Roy’s research spans the economic history of India, South Asia, and their connections to the British Empire, the East India Company, and global markets such as the Cotton Textile Industry and the Opium Trade. He has challenged conventional narratives drawn from authors like Ronald Inden and Bipan Chandra by emphasizing firm-level data, regional market structures, and the role of local institutions like zamindari families, brokers, and guilds. His monographs analyze the decline and transformation of crafts in Bengal, the rise of jute and cotton mills in Calcutta, and the integration of Indian commodity markets with ports like Calcutta Port and Bombay Port. Roy has used statistical series from colonial returns, sources from the India Office Records, and commercial archives of companies such as Carr, Tagore and Company to reinterpret debates involving deindustrialization, proletarianization, and industrial entrepreneurship. He contributed chapters to edited volumes alongside historians including P. J. Marshall, David Washbrook, C. A. Bayly, and Tirthankar Roy-contemporaries at the Economic and Social History Society, and engaged in policy discussions with institutions like the Reserve Bank of India and the Planning Commission.
Roy’s scholarship has been recognized by awards and fellowships from bodies including the Leverhulme Trust, the British Academy, the Royal Historical Society, and the Institute of Historical Research. He has received grants from the Arts and Humanities Research Council and fellowships at centers such as the Göttingen Academy of Sciences and the Centre for Contemporary Studies (IIT Kanpur).
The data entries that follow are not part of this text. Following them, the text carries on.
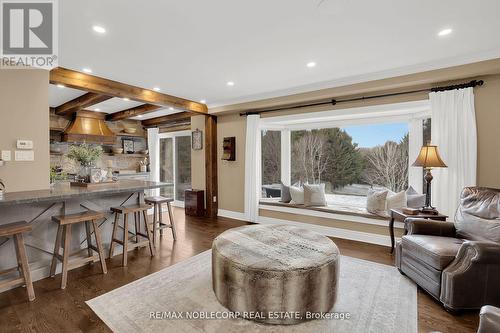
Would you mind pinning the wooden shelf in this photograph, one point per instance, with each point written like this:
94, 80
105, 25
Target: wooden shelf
57, 129
129, 155
135, 135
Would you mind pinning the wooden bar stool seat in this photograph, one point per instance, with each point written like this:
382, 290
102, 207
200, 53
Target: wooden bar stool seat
64, 238
124, 242
16, 230
157, 202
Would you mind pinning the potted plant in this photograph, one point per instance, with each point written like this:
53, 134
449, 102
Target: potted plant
86, 155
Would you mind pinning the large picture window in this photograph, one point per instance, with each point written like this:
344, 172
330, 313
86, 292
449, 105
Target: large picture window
350, 159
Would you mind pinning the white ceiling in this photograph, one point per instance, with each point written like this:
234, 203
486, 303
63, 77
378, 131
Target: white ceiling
191, 48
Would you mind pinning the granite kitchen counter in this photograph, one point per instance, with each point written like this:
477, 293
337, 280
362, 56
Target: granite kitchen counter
64, 191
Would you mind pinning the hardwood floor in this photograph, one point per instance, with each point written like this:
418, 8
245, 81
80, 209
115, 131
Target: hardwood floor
56, 310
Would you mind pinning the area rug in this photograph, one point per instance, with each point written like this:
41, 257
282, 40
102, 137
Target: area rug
372, 298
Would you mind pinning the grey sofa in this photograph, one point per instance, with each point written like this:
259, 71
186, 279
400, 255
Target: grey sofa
457, 262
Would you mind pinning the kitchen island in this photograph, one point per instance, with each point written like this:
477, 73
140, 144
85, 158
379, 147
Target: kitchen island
38, 207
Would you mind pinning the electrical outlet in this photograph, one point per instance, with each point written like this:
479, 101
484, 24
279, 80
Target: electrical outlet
6, 156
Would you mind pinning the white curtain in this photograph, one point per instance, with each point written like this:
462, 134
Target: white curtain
252, 168
415, 142
454, 132
154, 156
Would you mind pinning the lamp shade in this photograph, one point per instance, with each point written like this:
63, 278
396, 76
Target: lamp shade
429, 158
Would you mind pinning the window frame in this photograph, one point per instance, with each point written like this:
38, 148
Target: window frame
173, 136
406, 112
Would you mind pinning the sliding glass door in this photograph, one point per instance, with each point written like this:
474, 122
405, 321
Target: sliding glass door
175, 164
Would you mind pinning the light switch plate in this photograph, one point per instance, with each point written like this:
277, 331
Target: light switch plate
24, 144
6, 155
25, 155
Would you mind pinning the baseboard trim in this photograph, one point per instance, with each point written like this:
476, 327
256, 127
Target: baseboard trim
232, 215
359, 236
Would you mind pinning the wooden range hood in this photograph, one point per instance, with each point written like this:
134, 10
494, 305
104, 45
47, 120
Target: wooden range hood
88, 126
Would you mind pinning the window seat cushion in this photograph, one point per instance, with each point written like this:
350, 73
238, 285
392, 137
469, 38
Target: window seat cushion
330, 208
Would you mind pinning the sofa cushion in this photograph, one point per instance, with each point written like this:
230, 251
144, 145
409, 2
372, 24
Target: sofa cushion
297, 194
395, 200
478, 216
376, 201
314, 195
414, 199
436, 251
285, 193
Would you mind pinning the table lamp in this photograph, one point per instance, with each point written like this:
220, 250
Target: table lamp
429, 158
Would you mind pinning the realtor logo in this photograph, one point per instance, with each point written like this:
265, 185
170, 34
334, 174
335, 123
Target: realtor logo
28, 35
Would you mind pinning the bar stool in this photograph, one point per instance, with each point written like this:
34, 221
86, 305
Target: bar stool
64, 238
17, 229
158, 222
125, 211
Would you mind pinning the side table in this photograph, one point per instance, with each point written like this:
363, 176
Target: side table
398, 215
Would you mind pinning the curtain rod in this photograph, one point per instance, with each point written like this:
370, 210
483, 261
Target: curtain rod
471, 84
His work has been cited in adjudications by bodies like the Indian Council of Social Science Research and referenced in course lists at the University of Cambridge, the London School of Economics, and the University of Chicago.
- India in the World Economy: From Antiquity to the Present (monograph), discussed alongside works by K. N. Panikkar, C. A. Bayly, B. R. Tomlinson, Tirthankar Roy-era commentators. - The Economic History of India, edited volumes used in curricula at Jawaharlal Nehru University, University of Oxford, University of Cambridge. - Cotton and the Raj: Essays on Colonial Textile Trade, read in seminars involving Adam Smith-related scholarship and archives from the British East India Company. - Essays on Deindustrialization and Crafts in Bengal, cited with reference to studies by Irfan Habib, Ranajit Guha, Romesh Chunder Dutt, and regional studies of Bengal Presidency. - Numerous articles in journals such as The Economic History Review, Modern Asian Studies, Indian Economic and Social History Review, Journal of Asian Studies, and Comparative Studies in Society and History.
Roy’s personal associations link him to scholarly networks at Calcutta University, London School of Economics, and transnational research communities including the South Asian Studies Association and the Association for Asian Studies. His mentorship produced doctoral students who became faculty at Jawaharlal Nehru University, University of Delhi, University of Oxford, and University of Cambridge. His legacy includes reshaping debates on colonial industrial change, influencing syllabi at institutions like IIT Madras and St. Stephen's College, Delhi, and informing public history projects at the Victoria and Albert Museum and the National Museum, New Delhi.